ML Output/Event Schema Alignment:
The core issue is your ML model outputs don’t match the schema expected by rules-engine. Create a schema transformation layer using Kinetic’s Data Transform Service:
{
"transform": {
"source": "analytics/ml/predictions",
"target": "equipment/maintenance/events",
"mapping": {
"anomalyScore": "maintenanceScore",
"confidence": "predictionConfidence",
"equipmentId": "assetId"
}
}
}
Deploy this transformation via Kinetic Dashboard → Data Services → Transformations. This ensures ML outputs are reformatted to match your rules-engine event schema.
Rule Definition Mapping:
Update your rule definitions to include confidence thresholds and tiered alerting:
RULE critical_failure_risk
WHEN equipment.maintenanceScore > 0.80 AND equipment.predictionConfidence > 0.85
THEN
ALERT "CRITICAL" WITH priority=1
TAG equipment.assetId WITH "maintenance_required"

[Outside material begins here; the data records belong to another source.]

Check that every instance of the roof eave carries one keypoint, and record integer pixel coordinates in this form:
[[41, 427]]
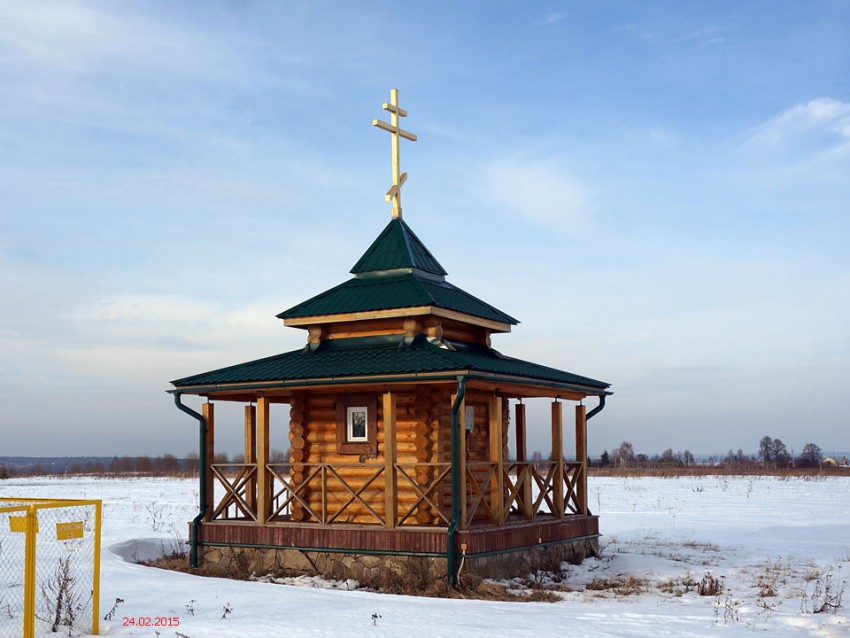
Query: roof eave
[[389, 313]]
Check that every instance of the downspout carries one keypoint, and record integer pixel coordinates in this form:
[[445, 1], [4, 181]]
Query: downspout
[[202, 461], [450, 542], [587, 418], [597, 409]]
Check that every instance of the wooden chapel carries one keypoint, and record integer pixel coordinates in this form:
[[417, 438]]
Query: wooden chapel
[[398, 426]]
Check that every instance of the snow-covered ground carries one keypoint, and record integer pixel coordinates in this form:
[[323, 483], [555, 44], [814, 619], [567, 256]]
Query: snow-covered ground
[[778, 547]]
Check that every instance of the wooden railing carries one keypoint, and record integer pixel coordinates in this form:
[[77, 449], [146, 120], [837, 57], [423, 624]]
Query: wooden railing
[[239, 500], [326, 493]]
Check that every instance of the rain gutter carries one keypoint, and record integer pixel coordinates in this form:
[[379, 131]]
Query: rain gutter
[[202, 461], [450, 543]]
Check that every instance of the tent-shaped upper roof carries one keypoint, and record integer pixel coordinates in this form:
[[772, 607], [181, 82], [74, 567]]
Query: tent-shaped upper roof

PUBLISH event TO "maintenance/work_orders/create"
RULE warning_failure_risk
WHEN equipment.maintenanceScore > 0.65 AND equipment.predictionConfidence > 0.75
THEN
ALERT "WARNING" WITH priority=2
TAG equipment.assetId WITH "inspection_recommended"

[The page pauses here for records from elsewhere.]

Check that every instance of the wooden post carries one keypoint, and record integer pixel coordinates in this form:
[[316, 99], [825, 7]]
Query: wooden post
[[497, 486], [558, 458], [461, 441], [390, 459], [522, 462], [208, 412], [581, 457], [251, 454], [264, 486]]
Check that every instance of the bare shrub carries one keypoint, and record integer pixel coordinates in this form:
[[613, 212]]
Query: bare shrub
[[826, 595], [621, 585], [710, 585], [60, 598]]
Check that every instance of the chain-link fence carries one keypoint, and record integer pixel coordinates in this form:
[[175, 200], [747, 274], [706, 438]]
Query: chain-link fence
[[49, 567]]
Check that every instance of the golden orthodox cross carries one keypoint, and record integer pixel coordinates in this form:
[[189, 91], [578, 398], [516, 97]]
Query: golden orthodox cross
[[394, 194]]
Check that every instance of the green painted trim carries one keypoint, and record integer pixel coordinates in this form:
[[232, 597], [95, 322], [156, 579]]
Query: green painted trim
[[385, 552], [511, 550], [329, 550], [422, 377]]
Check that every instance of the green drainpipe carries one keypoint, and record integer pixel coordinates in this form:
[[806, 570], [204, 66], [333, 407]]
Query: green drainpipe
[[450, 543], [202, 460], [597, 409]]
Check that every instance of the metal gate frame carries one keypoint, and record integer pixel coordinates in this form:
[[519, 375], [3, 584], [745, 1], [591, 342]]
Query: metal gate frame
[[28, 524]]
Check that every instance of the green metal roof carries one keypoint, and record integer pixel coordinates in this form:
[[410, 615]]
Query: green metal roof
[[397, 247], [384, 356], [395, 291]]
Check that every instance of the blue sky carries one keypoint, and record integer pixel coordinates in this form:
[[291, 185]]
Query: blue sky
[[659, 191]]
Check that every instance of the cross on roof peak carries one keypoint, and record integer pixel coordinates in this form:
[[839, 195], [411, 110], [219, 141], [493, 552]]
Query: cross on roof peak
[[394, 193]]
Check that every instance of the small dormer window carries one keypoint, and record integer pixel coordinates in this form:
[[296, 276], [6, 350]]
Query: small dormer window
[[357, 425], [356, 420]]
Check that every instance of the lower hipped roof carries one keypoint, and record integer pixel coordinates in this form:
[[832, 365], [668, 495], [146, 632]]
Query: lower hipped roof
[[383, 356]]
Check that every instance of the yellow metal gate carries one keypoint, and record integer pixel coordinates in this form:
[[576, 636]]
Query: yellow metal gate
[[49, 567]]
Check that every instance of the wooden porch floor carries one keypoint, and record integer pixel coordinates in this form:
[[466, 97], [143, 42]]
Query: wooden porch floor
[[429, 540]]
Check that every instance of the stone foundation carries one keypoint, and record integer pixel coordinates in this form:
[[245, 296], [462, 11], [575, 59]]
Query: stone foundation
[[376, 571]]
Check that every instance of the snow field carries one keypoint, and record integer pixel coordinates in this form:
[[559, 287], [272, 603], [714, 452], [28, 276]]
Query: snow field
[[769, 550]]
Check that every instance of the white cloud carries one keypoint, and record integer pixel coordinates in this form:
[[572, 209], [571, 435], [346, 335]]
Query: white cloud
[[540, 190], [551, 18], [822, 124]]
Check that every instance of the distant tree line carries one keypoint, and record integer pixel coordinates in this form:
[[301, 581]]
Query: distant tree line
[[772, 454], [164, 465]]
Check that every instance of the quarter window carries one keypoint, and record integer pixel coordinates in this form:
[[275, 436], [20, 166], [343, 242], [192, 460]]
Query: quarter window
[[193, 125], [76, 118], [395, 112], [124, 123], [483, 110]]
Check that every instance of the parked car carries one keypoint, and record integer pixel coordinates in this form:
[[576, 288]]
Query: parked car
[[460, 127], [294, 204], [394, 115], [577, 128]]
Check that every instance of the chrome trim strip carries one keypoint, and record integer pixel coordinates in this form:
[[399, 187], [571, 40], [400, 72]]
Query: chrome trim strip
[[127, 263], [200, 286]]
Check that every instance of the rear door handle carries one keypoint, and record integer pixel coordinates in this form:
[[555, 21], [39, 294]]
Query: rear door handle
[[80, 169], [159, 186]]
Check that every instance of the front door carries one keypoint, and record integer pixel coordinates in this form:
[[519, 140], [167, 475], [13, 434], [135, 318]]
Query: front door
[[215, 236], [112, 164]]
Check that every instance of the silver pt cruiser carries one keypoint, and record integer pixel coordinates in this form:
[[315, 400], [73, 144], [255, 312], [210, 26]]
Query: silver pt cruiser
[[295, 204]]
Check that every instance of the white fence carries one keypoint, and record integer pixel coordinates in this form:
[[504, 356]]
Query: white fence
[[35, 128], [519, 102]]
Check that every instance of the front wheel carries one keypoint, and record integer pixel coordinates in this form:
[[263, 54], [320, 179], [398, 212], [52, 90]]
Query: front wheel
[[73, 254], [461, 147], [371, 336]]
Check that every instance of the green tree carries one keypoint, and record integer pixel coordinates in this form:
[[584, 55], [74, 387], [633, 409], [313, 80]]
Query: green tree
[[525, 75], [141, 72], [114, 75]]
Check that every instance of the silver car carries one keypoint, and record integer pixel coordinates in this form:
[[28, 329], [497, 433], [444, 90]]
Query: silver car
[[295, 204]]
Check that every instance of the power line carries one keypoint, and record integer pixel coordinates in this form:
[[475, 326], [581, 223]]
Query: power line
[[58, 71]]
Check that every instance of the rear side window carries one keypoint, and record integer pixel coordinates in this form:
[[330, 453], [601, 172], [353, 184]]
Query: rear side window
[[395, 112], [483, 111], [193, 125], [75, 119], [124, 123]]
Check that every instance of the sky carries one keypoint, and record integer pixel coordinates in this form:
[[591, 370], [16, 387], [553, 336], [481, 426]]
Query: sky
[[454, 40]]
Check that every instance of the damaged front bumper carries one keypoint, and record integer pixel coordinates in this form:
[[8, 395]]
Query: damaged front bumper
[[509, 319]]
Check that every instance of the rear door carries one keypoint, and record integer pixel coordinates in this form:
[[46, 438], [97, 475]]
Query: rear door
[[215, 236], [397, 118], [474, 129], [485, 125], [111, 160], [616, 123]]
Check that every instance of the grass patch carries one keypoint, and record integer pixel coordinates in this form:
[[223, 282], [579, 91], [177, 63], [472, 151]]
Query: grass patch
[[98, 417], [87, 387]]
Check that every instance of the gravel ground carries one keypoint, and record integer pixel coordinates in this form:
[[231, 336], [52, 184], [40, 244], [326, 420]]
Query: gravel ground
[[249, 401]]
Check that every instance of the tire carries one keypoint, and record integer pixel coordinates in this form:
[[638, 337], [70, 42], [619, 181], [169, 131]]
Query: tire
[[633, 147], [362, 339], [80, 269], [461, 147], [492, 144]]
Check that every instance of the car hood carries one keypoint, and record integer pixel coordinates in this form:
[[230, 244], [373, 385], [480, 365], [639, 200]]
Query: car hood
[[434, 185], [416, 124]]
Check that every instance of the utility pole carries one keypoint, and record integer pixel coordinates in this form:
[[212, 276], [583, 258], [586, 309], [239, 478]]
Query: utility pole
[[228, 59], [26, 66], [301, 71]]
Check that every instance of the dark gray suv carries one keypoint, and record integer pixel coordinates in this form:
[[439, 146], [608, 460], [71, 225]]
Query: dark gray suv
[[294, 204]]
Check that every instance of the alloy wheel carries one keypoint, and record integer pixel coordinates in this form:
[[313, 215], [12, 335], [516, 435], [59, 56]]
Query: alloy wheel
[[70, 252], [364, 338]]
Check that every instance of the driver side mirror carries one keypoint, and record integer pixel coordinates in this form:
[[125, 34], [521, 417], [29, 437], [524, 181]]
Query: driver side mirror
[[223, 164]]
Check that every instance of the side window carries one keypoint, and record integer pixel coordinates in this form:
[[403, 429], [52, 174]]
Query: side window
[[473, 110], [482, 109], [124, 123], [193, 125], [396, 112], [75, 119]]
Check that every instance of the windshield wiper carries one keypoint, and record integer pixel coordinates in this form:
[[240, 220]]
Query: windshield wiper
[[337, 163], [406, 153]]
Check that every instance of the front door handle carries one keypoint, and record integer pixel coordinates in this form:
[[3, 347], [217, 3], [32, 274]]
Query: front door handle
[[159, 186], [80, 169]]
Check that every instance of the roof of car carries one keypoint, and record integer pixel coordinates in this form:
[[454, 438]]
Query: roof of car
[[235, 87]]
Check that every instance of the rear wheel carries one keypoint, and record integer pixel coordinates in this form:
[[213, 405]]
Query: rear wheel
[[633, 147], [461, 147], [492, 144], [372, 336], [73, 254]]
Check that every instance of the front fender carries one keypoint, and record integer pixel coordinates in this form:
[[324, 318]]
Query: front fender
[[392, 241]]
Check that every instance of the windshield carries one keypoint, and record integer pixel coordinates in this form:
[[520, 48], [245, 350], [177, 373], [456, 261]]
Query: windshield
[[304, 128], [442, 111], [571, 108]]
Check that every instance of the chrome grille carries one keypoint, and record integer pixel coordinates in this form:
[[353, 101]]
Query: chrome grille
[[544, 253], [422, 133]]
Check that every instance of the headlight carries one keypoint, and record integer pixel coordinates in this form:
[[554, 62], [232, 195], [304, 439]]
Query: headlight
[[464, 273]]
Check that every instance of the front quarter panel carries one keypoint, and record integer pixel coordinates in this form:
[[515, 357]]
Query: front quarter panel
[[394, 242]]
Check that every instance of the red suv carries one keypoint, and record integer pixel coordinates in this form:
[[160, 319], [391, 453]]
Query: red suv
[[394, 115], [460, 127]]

This creates two-tier alerting that reduces false positives while ensuring critical issues trigger immediate action.
Predictive Maintenance Workflow:
Integrate with ERP work order creation through Kinetic’s Integration Hub:
-
Event Enrichment: Configure Data Enrichment Service to join ML predictions with equipment master data (location, type, production schedule, maintenance history). This provides complete context for work order creation.
-
ERP Integration: Set up connector to your ERP system (SAP, Oracle, or custom). When rules-engine publishes to ‘maintenance/work_orders/create’ topic, the Integration Hub automatically:
- Creates maintenance work order with anomaly details
- Assigns priority based on alert level (critical/warning)
- Includes equipment context (location, current production impact)
- Schedules maintenance window based on production schedule
-
Feedback Loop: Configure work order completion events to flow back to ML model for continuous learning. When maintenance is completed, capture actual failure mode and root cause to improve model accuracy.
Implementation Steps:
- Deploy schema transformation (immediate - 30 minutes)
- Update rule definitions with tiered alerting (1 hour)
- Configure event enrichment with equipment master data (2 hours)
- Set up ERP integration connector (4-6 hours depending on ERP system)
- Test end-to-end workflow with 5-10 equipment (1 day)
- Roll out to all 150 machines (staged over 3 days)
Validation:
After implementation, monitor these metrics:
- Rule match rate (should be >95% for valid ML predictions)
- False positive rate (target <10% with confidence thresholds)
- Time from anomaly detection to work order creation (target <5 minutes)
- Actual equipment failures prevented (track over 3 months)
For your 150 machines, this workflow should prevent 60-70% of unplanned downtime by catching failures 24-72 hours before they occur. The key is the confidence threshold tuning - adjust based on your false positive tolerance and maintenance crew capacity.
I’ve implemented similar workflows. One critical piece is the rule definition mapping - you need to account for confidence scores too, not just anomaly scores. Set up tiered alerting: anomalyScore > 0.8 AND confidence > 0.85 for critical alerts, anomalyScore > 0.65 AND confidence > 0.75 for warnings. This reduces false positives significantly in predictive maintenance scenarios.